Her mind, confused as if shrouded in fog, cleared up.

Matching the man who had pretended not to know her identity for her sake, Nahyeon left a short farewell.

“Thanks, mister!”

***

‘Huh.’

He didn’t know what she was thankful for, but Raban smiled and nodded for now. He had thrown it out haphazardly this time to send her back as quickly as possible.

In fact, Raban had worried whether he was being somewhat irresponsible even as he spoke.

Wasn’t it like answering “Ask him directly” to a consultation saying “My family member might be committing a crime behind my back”?

But if the listener was convinced, that was that. Raban decided to make the most of the short break until the next counseling session.

Such sudden inspirations had to be seized when they came. Because heaven disliked black mages, they rarely came, and even when they did, they were quickly taken away.

If a certain Demon Realm Grand Duke had heard Raban’s thoughts, he would have slammed reality at him, saying, “That’s just because your memory is lacking,” but fortunately, the Demon Realm Grand Duke was rolling around in his own room at the moment.

‘Past and present personalities differ that much…. Learning black magic does make one’s personality filthy on average, but.’

But such change occurs gradually. Rather, there is little room to feel a sense of wrongness.

Then the most convincing hypothesis is.

‘Possession?’

The hypothesis that someone else had taken over Charles’s body. Raban shook his head. Hadn’t she said they were conducting very strange research with dark magical power at Naju Pharmaceuticals?

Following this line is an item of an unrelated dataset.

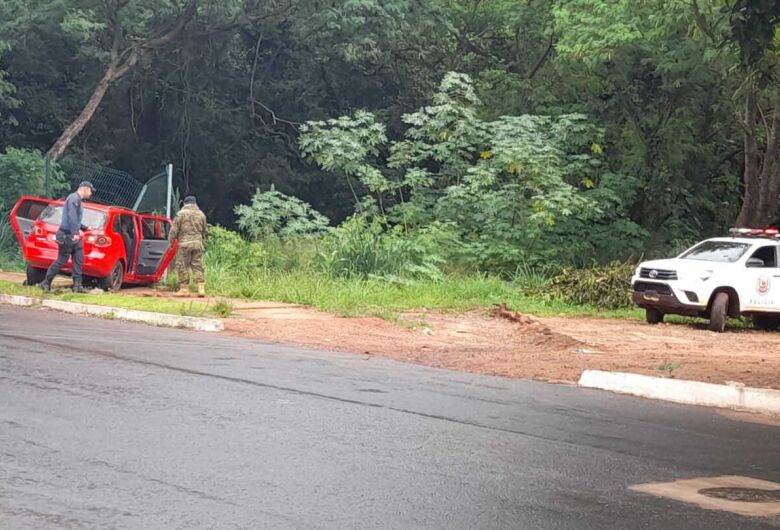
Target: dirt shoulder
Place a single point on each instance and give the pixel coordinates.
(550, 349)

Originally, the entire family might have been possessed by a mysterious entity (tentatively called Charles) and manipulated to act, with only Nachalsu himself as an exception, but perhaps he lost his body to Charles following the Naju Pharmaceuticals destruction incident.

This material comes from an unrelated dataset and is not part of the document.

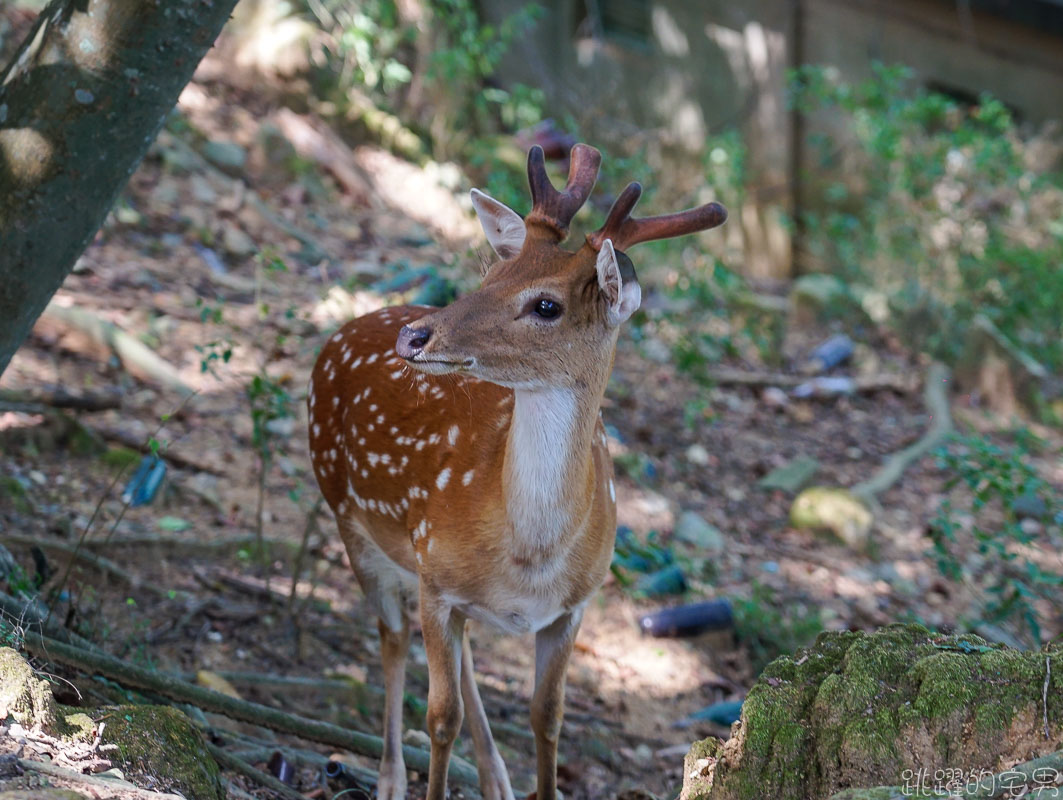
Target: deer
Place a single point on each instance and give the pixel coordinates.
(463, 455)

A method of taking another’s flesh in this manner was not very efficient. Because the original’s traces steadily resisted, the bond between soul and body became unstable, making it vulnerable to external interference. It would be a different story if the victim had accepted the erasure of their own existence deep in their heart, but.

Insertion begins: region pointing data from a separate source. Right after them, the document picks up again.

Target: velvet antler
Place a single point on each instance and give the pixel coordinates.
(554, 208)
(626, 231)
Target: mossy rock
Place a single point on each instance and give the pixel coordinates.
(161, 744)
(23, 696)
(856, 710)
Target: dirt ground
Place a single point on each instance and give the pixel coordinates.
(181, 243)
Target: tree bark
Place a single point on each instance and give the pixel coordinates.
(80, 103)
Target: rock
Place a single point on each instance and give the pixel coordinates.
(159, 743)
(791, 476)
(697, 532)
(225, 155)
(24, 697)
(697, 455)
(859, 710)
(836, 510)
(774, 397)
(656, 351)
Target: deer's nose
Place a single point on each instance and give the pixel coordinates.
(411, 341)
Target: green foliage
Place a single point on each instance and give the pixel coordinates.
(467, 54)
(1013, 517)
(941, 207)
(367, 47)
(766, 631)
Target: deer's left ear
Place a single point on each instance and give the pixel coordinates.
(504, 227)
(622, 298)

‘Nachalsu, who was said to be an outsider in the Na family, wouldn’t have wanted to become a black mage.’

If Nachalsu was a separate individual from ‘Charles,’ he would have undoubtedly rejected Charles.

Then the story becomes simple. He merely had to prepare magic that severed soul and body. Since the bastard had already divided his own spirit body into several parts, he would be even more vulnerable to this type of attack.

But….

‘Tch.’

There was a problem.

Raban had no expertise in black magic regarding souls.

He was a man who had devoted himself solely to physical expansion.

‘Beg Inian for help? No, he quarreled with me before properly learning this and that. I doubt he has any experience using it in actual combat.’

Raban had charged targeting the Demon Realm Grand Duke’s secret safe right after the CEO change at Lamashtu Holdings. An intentional selection of the most vulnerable period before sufficient combat experience had been accumulated.

Because of that matter, he had built up a long-standing ill fate with Inian, and the Demon Realm Grand Duke, who should have originally performed the general supervisory duties of handling souls while overseeing Lamashtu Holdings’ contracts, had ended up mainly accumulating experience as a decisive weapon for national defense.

He might know how to handle souls through knowledge, but lacking practical experience made him hard to trust!

As Raban was lost in his troubles, a click sounded by his ear, followed by the sound of the inner room’s sliding door opening.

Raban immediately changed his expression.

***

“Ah, White. Are you all sorted out now?”

To the calm question, Syune nodded.

“Yes, some kind of impulse seems to be welling up in my heart.”

Impulse? Raban tilted his head. Didn’t he vent destructive impulses like that normally?

But what the scene Syune had seen in her dreams reminded him of was a directionality very different from destruction.

“Wanting to find my disappeared family again….”

An impulse asking whether she did not want to turn back death.